Sunday, August 24, 2008

kindergarten begins for the boy

Why is it that 5-year-olds spend precious minutes describing to their parents how they are about to defecate on themselves while crouching and grimacing, when the toilet is only steps away? I thought that the Freudian anal stage ended several years ago.

That is the best I could do for the segue into this blog entry on my big baby starting kindergarten in the morning.

We took a trip to Marble Slab Creamery to celebrate "The End of the Summer." Of course, that's just an expression for "The End of Freedom and Unaccountability," because the summer temperatures will be with us here in Tennessee for a couple more months. As it is, the big oak tree beside my house in the backyard has been turning yellow. Rain from Hurricane Fay finally reached us, forcing the faded leaves to drop like it is October in Illinois.

I'm going to try to be organized and pack up the lunch tonight. I know this won't last for more than a week! The sandwich shouldn't get soggy when it only has peanut butter on it. The metal thermos is ready to make its long-awaited appearance (whether this will be an embarrassment to him or not remains to be seen).

His school clothes are hanging neatly in the closet. Hours of laundry finally put away, a vicious cycle in which I have probably wasted a year of my life doing. We will choose the outfit in the morning. You know how it goes--all the best clothes for the first week, then the much-loved overwashed t-shirts get to be worn after that.

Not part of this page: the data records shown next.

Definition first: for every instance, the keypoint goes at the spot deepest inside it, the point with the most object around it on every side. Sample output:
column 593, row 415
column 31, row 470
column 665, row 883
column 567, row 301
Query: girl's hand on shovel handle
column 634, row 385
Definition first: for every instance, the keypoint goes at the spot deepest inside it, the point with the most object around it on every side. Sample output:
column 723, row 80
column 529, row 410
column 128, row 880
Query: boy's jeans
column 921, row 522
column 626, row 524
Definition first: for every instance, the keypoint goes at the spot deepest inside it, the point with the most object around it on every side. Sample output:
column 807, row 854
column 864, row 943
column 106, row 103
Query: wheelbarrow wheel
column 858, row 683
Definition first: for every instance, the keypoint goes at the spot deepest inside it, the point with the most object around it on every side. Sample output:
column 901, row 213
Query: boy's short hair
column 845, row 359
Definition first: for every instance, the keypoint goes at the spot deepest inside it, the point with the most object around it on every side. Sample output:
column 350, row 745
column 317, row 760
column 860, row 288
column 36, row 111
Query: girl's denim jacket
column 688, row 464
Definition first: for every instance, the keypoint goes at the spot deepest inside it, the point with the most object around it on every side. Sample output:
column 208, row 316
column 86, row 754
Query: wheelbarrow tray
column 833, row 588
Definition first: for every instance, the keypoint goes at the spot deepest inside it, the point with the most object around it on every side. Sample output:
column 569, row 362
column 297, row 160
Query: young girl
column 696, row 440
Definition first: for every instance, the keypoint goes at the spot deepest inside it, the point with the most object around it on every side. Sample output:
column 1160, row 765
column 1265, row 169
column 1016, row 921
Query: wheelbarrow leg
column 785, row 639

I will make the 5-minute drive to the front door of the school everyday. In a hard-won compromise, I agreed to let him take the bus home.

After the drop-off, the school is hosting a breakfast for the kindergarten parents. It's supposed to make us feel better about sending our babies off to school. I hope they are feeding us biscuits and gravy (I am not morphing into a Southerner. I've always loved those soft refined-grain biscuits smothered in fatty white gravy, even when I lived in Illinois, but could really only find a good platter of it at McDonald's, sadly). But Southern food is comfort food.

I've heard many people say something like "I'm a better parent with this one, now that I'm older." I've come to realize that I am still very much the same person that I was ten years ago, with many of the same dreams and desires, and even more fears. Not a better parent, but a more careful parent. Careful to guard their feelings and youth, to commit to memory occasions that may seem insignificant now but will tell the story of their lives down the road, to nurture their sense of humor as much as their intellectualism, to recognize beginnings and endings and savor them as long as I possibly can.

He forgot to take his blanket to bed, the tattered crib comforter left over from my oldest daughter. The batting has been replaced, but it also succumbed to countless trips being dragged along the floor.

He's screaming down the stairs that he needs this blanket. I yell for him from my chair at the computer desk to come and get it. He finds it in the dark and bounds back up to his bed. He's yelling again, "You forgot to cover me!" I resist the urge to say "You're a big boy, you can cover yourself." This is one of the last signs of his babyhood that I have left, and I'm not quite ready to let it go. I pull away from my writing and tuck him in once more.